Work package 2 of our project involves the development of computational tools for bioimaging with particular application to low-resource settings. This means avoiding, where possible, reliance on high performance computing facilities. It also means producing models that are robust to changes in imaging modality since we anticipate model users producing images using a wide variety of microscopes, including those they have constructed themselves.
Our computational tools should be able to perform
Image classification. Ultimately, we want to be able to diagnose cells from images of them. We also want to check images are accurately labelled in our data sets.
Visual summaries of whole libraries of image data. We want to help researchers look for patterns in large data sets of image data, both patterns due to biologically interesting phenomena and also to unwanted artifacts of experimental procedure.
Image compression. We want to help researchers make the best use of large amounts of information. In practice, this means keeping only a fraction of the signals from every image, which can be stored and analysed quickly.
Our approach to the problems outlined above is guided predominantly by the objective of image compression. More specifically, we try to engineer mathematical functions that will encode image data in a parsimonious way. These functions are allowed to vary with cell-type and imaging modality so that some variants are better at encoding specific types of images. If we are presented with a new image we can try compressing it with each of the different function variants and see which does best. This provides us with a way of guessing the cell-type and imaging modality of that image.
This approach is not new. It can be seen playing a part in many other statistical procedure such as Principal Components Analysis (PCA) and Independent Components Analysis (ICA), in which we try to separate signals into one set of components (that we might want to keep) that vary in an interesting way from one data object to another, and one set of components (that we might want to discard) that are relatively homogeneous across data objects.
Our work in this area has exposed theoretical and methodological challenges that we are pursuing for our own purposes, and to contribute to the wider machine learning research community.
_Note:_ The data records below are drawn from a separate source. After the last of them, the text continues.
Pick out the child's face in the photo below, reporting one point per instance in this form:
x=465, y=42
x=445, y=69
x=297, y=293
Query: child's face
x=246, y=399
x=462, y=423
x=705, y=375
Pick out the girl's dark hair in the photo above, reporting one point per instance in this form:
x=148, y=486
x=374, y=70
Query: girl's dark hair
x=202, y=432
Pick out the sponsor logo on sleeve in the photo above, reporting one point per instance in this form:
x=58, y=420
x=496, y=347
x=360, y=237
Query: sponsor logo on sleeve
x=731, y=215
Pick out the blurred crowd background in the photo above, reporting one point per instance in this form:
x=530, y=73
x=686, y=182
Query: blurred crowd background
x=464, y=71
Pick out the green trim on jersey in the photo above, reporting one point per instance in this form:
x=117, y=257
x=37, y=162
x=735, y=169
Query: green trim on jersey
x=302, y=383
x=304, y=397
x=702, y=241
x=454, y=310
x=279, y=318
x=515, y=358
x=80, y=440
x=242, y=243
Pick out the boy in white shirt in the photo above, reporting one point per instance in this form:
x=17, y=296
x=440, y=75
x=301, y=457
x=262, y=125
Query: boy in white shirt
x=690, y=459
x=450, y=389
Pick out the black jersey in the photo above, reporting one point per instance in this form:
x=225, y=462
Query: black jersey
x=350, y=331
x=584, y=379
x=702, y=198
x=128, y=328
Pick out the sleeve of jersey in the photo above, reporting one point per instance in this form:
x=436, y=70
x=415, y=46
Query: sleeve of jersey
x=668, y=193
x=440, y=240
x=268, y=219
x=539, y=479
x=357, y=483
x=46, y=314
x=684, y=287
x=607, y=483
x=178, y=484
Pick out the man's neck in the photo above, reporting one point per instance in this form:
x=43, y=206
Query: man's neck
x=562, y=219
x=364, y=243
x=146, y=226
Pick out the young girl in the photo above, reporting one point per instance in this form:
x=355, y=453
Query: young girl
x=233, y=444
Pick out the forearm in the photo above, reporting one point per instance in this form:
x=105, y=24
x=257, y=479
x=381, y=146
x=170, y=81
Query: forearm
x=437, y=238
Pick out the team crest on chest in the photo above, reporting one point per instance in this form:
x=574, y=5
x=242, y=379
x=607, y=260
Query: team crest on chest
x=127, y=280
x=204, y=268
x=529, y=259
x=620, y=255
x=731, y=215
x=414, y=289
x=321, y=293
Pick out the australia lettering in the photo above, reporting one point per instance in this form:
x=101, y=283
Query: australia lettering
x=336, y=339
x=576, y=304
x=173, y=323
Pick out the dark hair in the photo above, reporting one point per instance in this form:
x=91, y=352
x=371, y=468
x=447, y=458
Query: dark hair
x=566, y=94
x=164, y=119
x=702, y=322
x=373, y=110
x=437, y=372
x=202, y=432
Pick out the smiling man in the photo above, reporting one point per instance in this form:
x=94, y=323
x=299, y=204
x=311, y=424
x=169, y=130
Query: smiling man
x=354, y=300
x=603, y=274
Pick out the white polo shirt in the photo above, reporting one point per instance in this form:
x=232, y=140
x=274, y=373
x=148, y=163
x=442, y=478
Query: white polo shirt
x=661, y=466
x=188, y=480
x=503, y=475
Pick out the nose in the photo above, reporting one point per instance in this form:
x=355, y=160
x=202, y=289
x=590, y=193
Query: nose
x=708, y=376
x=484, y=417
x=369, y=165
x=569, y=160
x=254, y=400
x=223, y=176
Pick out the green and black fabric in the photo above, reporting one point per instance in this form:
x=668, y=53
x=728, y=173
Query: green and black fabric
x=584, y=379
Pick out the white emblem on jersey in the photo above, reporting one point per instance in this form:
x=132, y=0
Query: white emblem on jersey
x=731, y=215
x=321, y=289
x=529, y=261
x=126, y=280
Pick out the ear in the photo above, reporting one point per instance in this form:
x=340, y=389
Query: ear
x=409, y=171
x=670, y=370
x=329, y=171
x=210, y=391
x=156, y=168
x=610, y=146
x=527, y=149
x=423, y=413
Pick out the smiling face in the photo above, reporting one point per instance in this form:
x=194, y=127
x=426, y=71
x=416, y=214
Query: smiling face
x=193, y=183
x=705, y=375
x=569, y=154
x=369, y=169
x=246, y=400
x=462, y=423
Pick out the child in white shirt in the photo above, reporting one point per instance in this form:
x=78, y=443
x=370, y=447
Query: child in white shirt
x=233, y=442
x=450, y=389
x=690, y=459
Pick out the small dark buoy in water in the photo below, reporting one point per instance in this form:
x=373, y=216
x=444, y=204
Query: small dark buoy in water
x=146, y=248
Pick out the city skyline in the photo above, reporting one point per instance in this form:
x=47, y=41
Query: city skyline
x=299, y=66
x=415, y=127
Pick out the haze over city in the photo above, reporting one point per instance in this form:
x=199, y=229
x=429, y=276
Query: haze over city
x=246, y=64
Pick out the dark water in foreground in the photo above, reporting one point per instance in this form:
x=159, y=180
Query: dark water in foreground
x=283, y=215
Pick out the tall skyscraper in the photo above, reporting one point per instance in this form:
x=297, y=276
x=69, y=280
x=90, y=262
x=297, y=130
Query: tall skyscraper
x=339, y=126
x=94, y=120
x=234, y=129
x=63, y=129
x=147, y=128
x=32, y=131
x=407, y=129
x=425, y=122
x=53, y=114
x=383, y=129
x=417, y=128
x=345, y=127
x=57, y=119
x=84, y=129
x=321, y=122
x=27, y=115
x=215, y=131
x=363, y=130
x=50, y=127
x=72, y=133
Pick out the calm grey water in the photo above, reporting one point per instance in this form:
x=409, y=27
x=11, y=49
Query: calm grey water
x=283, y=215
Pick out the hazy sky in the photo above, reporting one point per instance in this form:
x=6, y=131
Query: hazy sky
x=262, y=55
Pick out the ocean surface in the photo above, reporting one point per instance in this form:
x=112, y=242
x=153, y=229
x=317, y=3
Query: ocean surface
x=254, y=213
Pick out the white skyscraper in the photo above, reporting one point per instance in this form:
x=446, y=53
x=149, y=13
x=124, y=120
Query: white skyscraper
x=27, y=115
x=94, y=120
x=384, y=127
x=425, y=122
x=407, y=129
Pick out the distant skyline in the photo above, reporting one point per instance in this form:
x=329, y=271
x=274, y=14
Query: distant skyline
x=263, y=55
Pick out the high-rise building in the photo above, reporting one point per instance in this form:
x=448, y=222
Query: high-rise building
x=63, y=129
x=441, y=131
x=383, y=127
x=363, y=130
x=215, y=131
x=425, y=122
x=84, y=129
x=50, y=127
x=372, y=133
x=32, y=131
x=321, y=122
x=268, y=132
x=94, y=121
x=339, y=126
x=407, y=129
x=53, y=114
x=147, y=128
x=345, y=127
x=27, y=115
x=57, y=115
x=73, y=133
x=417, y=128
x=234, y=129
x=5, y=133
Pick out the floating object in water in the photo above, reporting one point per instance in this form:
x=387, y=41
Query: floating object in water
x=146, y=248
The best ways to measure and reward parsimony are not obvious. To compress data we want to find some properties of it we can afford to throw away, but it is rarely straightforward to define an explicit cost that would allow us to make sense of the word 'afford' here. It is also not clear which types of cost function are useful for guiding models towards parsimonious data encodings.
Model architecture is hard to specify. Model architecture refers to the way different sub-functions are composed to produce a more complicated function. The machine learning literature includes many customizable schematics for such architectures, whose strengths are often supported by empirical evidence rather than theoretical arguments. In our experiments we are prioritizing architectures that are simple for a human to understand and computationally efficient.
Model training is highly sensitive to changes in the loss function. More specifically, we have found that models trained to minimize a particular loss function are difficult to retrain to minimize a second loss function, even when the two loss function seem to be very similar.